Find out on a Walk-en through Astoria's Socrates Sculpture Park.

In Socrates Sculpture Park in Queens, dozens of Christopher Walken heads have cropped up out of the ground. This is not a harbinger of apocalypse by cowbell, but rather, a work called Monument to Walken by Bryan Zanisnik. A longtime admirer of Walken, Zanisnik sees a relationship between his “incredibly eccentric acting style” and the artist's own art practice. He’s interested in unique spaces in the outer boroughs of New York, like Socrates Sculpture Park, which exists as both an art center and a community green space.

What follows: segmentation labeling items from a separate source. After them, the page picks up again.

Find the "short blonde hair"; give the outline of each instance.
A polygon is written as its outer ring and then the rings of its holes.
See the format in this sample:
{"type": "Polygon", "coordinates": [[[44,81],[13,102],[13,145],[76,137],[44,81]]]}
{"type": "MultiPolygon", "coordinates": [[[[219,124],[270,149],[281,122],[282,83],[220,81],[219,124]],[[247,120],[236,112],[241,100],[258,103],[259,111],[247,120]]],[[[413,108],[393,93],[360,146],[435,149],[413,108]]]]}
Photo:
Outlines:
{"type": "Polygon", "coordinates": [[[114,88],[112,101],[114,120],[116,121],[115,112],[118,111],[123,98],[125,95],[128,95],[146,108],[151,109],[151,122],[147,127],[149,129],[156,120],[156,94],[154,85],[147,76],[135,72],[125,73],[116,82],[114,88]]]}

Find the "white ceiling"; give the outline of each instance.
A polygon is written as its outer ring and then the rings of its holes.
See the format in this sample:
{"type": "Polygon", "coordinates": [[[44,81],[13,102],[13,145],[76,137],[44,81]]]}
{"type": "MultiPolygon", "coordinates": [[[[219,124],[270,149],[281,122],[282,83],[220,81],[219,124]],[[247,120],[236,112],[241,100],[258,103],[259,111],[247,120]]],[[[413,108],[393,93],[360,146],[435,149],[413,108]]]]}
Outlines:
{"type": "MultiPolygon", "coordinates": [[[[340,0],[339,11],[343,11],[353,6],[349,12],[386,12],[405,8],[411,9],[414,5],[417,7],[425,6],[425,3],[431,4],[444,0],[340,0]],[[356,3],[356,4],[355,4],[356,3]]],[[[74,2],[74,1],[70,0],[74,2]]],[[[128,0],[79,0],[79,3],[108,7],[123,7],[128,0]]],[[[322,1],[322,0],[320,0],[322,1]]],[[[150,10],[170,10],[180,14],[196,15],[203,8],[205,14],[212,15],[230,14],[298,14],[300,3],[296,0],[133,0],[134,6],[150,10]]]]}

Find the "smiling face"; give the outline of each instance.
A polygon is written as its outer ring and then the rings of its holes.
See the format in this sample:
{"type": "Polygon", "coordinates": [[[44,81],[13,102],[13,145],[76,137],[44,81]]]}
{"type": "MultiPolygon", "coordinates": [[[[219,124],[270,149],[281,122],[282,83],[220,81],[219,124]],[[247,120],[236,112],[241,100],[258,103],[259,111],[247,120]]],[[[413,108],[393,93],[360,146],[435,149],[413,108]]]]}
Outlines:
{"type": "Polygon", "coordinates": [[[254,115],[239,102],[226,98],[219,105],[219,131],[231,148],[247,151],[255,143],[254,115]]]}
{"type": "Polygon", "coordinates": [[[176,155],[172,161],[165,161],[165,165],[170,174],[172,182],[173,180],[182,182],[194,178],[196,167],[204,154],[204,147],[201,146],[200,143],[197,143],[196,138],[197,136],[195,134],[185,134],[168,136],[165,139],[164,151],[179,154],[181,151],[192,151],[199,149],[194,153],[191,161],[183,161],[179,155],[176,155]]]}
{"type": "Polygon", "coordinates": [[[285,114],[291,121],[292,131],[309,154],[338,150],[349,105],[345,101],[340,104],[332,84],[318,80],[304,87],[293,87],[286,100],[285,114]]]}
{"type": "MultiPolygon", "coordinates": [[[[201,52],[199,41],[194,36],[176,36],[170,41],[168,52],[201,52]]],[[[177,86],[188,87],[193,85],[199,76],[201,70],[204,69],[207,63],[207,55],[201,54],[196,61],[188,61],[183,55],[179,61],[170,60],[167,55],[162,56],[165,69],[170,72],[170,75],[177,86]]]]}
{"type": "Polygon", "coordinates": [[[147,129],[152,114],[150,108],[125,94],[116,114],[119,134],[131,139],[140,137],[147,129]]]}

Seeking to create a work that was related to the history of nearby Astoria, Zanisnik discovered that Walken was born there and that his family had owned a bakery just a few blocks away from the park. The confluence of tribute and geography sparked an idea: “I knew I wanted to make a Walken bust and started thinking of the heads as mushrooms, springing up throughout the park," he tells The Creators Project. "It’s as if Christopher Walken’s DNA had been imbued into the soil of Astoria and caused these fungi to grow.”

Photo by Nate Dorr

The busts are not anatomically-classical, however. “To emphasize the mushroom-ness of the sculptures, I elongated the neck and placed the sculptures in wooded areas near trees,” Zanisnik says. He also collaborated with visual artist Eric Winkler on a comic about “psychedelic Christopher Walken mushrooms growing throughout Queens.” The comic is installed in a glass case, like ones for trail maps or informational placards, in the park.

The Walken-shroom comic includes an imagined ad for the Walken family bakery and a guide to different types of ‘Walkens,’ mushrooms “prescribed shamanisticly [sic] by record producers in the 70s” and “used as a suppository by prisoners of war,” among other things.

The Walken comic

To create the busts, Zanisnik worked with 3D artist Ethan Jeremias to create a 3D model of the actor, which was output as a 3D resin print. This prototype was then used to make a mold that produced ten concrete Walken heads. Each one weighs nearly 200 pounds. Christopher Walken may be world-renowned, but Astoria forever holds his heart—and his head.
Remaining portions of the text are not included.